Hello all,
I have been working on the implementation of the PKA engine on CC310, and have been encountering some unexpected behaviours when using the modular multiplication and modular exponentiation.
For context, I am doing the implementation in Rust, and the code that execute the operation looks as follows:
fn execute_operation(cc_pka: &pac::CcPka, opcode: cc_pka::opcode::Opcode,
result_reg: u8, operand_a_reg: u8, operand_a_ctrl: u8, operand_b_reg: u8, operand_b_ctrl: u8, operand_size_idx: u32) {
cc_pka.opcode().write(|w| unsafe {
w.bits(
((result_reg as u32) << REG_R_POS)
| ((operand_b_reg as u32) << REG_B_POS)
| ((operand_b_ctrl as u32) << REG_B_CTRL_POS)

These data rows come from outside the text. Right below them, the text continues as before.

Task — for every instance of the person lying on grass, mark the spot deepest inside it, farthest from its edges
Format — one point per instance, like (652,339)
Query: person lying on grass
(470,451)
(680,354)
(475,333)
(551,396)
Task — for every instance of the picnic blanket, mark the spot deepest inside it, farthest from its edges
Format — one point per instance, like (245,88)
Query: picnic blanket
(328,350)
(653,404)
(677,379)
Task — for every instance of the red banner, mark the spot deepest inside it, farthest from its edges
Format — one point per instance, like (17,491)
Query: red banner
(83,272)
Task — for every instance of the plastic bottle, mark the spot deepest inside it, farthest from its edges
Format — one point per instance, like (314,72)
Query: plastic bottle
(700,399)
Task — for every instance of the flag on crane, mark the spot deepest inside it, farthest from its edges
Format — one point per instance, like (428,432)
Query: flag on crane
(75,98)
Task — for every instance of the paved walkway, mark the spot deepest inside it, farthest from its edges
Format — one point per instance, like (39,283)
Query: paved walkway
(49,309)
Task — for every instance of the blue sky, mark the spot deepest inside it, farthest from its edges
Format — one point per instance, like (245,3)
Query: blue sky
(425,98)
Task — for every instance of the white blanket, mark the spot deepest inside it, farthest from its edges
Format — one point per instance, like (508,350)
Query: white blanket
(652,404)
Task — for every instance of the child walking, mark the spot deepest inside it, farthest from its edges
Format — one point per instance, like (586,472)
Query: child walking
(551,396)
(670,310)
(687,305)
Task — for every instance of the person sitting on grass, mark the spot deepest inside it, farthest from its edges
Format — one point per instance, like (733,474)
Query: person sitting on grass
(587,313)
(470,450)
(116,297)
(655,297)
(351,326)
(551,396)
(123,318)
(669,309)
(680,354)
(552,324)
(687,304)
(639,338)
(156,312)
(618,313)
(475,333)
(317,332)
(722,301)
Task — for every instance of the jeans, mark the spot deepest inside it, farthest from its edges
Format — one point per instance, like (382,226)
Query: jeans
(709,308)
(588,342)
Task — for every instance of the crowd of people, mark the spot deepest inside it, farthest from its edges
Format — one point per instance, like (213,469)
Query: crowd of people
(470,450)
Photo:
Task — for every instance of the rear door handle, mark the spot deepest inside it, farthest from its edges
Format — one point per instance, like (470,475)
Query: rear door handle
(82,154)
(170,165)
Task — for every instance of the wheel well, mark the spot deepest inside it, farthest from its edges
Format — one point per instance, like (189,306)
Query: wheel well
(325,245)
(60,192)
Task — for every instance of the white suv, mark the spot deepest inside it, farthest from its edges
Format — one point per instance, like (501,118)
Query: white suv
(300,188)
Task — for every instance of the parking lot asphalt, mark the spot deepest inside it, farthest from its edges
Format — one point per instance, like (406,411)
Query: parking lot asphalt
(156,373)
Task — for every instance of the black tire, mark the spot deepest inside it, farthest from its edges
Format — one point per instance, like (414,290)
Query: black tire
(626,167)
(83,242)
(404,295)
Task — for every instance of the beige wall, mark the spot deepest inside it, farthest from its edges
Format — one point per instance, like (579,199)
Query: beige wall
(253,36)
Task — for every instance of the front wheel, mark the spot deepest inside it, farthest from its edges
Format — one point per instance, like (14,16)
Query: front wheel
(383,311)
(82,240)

| ((operand_a_reg as u32) << REG_A_POS)
| ((operand_a_ctrl as u32) << REG_A_CTRL_POS)
| (operand_size_idx << LEN_POS)
| ((opcode as u32) << OPCODE_POS)
)
});
while cc_pka.pka_done().read().bits() == 0 {}
// We enforce an additional reduction
cc_pka.opcode().write(|w| unsafe {
w.bits(
((result_reg as u32) << REG_R_POS)
| ((0 as u32) << REG_B_POS)
| ((0 as u32) << REG_B_CTRL_POS)
| ((result_reg as u32) << REG_A_POS)
| ((0 as u32) << REG_A_CTRL_POS)
| (1 << LEN_POS)
| ((cc_pka::opcode::Opcode::Reduction as u32) << OPCODE_POS)
)
});
while cc_pka.pka_done().read().bits() == 0 {}
}
I have to enforce an additional reduction since otherwise it is not correctly implemented. I am guessing this has to do with the computation of NP, which I am not sure how to calculate and I have no test vectors to compare. Also, I have found different methods to compute it (currently following https://github.com/ARM-software/cryptocell-312-runtime/blob/update-cc110-bu-00000-r1p4/codesafe/src/crypto_api/pki/common/pka.c#L561 line 561).
One of the main problems I can not explain is the following: when storing the result of an operation, depending on which register I chose to store it in, I have a correct value or a random value for the output. So, in the following example:
const N: [u32; 8] = [
0xFFFFFFFF, 0x00000001, 0x00000000, 0x00000000,
0x00000000, 0xFFFFFFFF, 0xFFFFFFFF, 0xFFFFFFFF,
];
const TEST_A: [u32; 8] = [
0xFFFFFFFF, 0x00000001, 0x00000000, 0x00000000,
0x00000000, 0xFFFFFFFF, 0xFFFFFFFF, 0xFFFFFFFE
];
const TEST_B: [u32; 8] = [
0x00, 0x00, 0x00, 0x00, 0x00, 0x00, 0x00, 0x02
];
I perform the modular multiplication of TEST_A * TEST_B mod N.
When I store this result in register 6: Verification of R6: [0x0, 0x0, 0x0, 0x0, 0x0, 0x0, 0x0, 0x0, 0xFFFFFFFF, 0x1, 0x0, 0x0, 0x0, 0xFFFFFFFF, 0xFFFFFFFF, 0xFFFFFFF5], value reads correct. But if I select R7 as result register, I obtain: Verification of R7: [0x0, 0x0, 0x0, 0x0, 0x0, 0x0, 0x0, 0x0, 0x0, 0x0, 0x0, 0x0, 0x0, 0x0, 0x0, 0x0].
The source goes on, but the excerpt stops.